Consumers trust that Sally Hansen brands will deliver
on claims, which is worth a lot in the cosmetics industry.
Consumers are often skeptical about the relationship
between price and quality and the credibility of claims.”
Copyright ©2016 The Nielsen Company 77
“On the one hand, this trust is a great base for innovation,” Lowenstein
reflected, “but it’s just a base. We saw an opportunity to engage at an emotional
level and to create experiences, not just deliver cosmetic utilities. This is where
our thinking dovetailed with the second question about circumstances of
struggle: What were the desirable feelings and experiences we could create,
taking inspiration from consumer insights?

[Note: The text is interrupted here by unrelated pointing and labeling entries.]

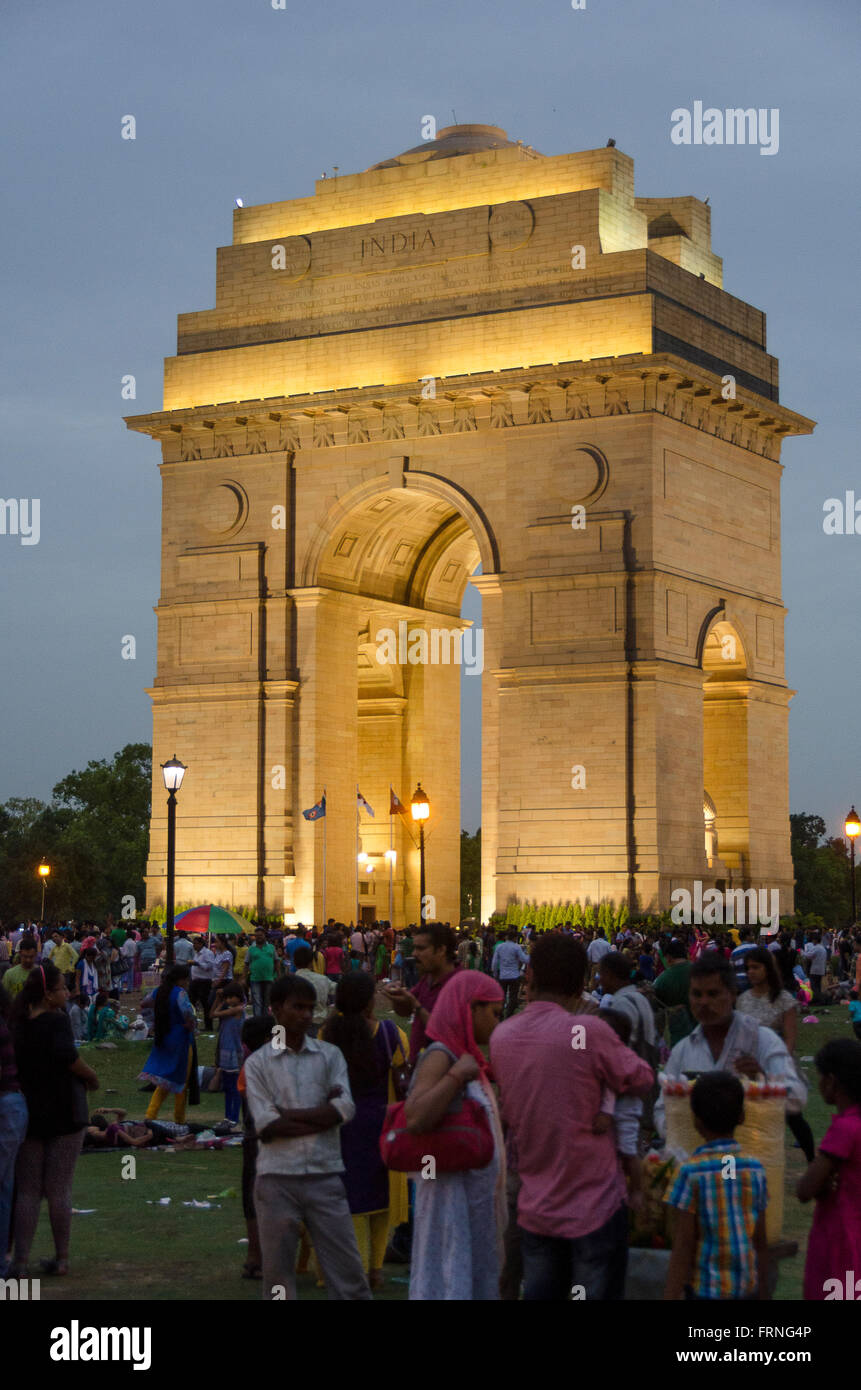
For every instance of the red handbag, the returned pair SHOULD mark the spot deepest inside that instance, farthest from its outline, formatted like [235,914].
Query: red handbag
[461,1140]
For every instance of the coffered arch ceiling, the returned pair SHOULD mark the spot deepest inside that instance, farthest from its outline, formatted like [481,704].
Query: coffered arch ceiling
[402,545]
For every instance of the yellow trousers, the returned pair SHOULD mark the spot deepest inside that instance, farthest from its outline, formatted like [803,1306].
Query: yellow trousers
[160,1094]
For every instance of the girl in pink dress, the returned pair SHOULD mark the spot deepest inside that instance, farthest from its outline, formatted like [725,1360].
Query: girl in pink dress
[833,1248]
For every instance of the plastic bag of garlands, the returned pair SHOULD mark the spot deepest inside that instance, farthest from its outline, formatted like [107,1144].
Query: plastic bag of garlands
[762,1134]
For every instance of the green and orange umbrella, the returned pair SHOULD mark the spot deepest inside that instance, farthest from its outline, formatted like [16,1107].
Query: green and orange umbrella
[209,918]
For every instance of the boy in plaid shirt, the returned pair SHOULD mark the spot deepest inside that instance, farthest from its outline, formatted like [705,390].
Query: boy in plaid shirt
[719,1244]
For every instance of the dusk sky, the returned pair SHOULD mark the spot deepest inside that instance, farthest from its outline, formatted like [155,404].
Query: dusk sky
[106,241]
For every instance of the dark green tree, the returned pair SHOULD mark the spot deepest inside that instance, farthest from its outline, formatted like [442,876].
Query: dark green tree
[822,872]
[93,834]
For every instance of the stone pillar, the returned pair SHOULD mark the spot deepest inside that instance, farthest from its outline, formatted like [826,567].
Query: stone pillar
[327,709]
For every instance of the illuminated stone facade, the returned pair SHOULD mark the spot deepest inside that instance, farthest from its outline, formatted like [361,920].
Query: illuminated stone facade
[473,355]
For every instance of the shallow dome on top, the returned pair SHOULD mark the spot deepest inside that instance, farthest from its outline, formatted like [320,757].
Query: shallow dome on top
[455,139]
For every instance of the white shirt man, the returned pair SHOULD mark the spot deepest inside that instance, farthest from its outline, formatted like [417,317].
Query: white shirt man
[597,948]
[184,951]
[203,965]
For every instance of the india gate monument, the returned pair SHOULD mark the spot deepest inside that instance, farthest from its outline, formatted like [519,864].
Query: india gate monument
[472,363]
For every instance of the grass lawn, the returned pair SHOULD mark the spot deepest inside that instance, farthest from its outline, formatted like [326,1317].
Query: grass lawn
[128,1250]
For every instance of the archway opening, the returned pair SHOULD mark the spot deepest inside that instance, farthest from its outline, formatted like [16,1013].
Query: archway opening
[402,558]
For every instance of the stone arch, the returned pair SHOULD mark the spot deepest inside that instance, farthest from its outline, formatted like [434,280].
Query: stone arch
[456,514]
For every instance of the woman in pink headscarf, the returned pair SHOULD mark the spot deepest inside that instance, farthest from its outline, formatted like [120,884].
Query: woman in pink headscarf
[458,1218]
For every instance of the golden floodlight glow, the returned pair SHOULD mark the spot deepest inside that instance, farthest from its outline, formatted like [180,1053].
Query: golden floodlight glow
[395,356]
[437,186]
[419,805]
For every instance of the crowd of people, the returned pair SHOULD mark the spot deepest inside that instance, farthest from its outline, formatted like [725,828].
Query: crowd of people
[498,1147]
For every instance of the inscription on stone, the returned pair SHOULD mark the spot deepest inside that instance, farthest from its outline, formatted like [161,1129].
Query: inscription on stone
[395,242]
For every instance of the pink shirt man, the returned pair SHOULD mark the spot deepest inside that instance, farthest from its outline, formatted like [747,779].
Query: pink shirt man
[552,1066]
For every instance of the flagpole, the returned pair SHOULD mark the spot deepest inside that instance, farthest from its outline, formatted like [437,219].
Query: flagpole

“Market trends presented some clues. Just as the retail nail business plateaued
in 2012, UV/LED-curable gels began to grow significantly in nail salons. Gels
offer the advantage of a more durable and longer-lasting application, but
they have some significant downsides, which we found to be keeping many
women on the sidelines. It wasn’t hard to see why: Curable gels required a
time-consuming five-or-more-step process and cost around $35. Furthermore,
when you wanted to remove the gel, you had to soak your nails in acetone for 15
minutes and then scrape off the residue. In short, the finished look of gels was
great, but the application, removal and expense added up to major barriers for
many women.”
“The opportunity to ‘democratize’ gels was not hard to spot,” Lowenstein said.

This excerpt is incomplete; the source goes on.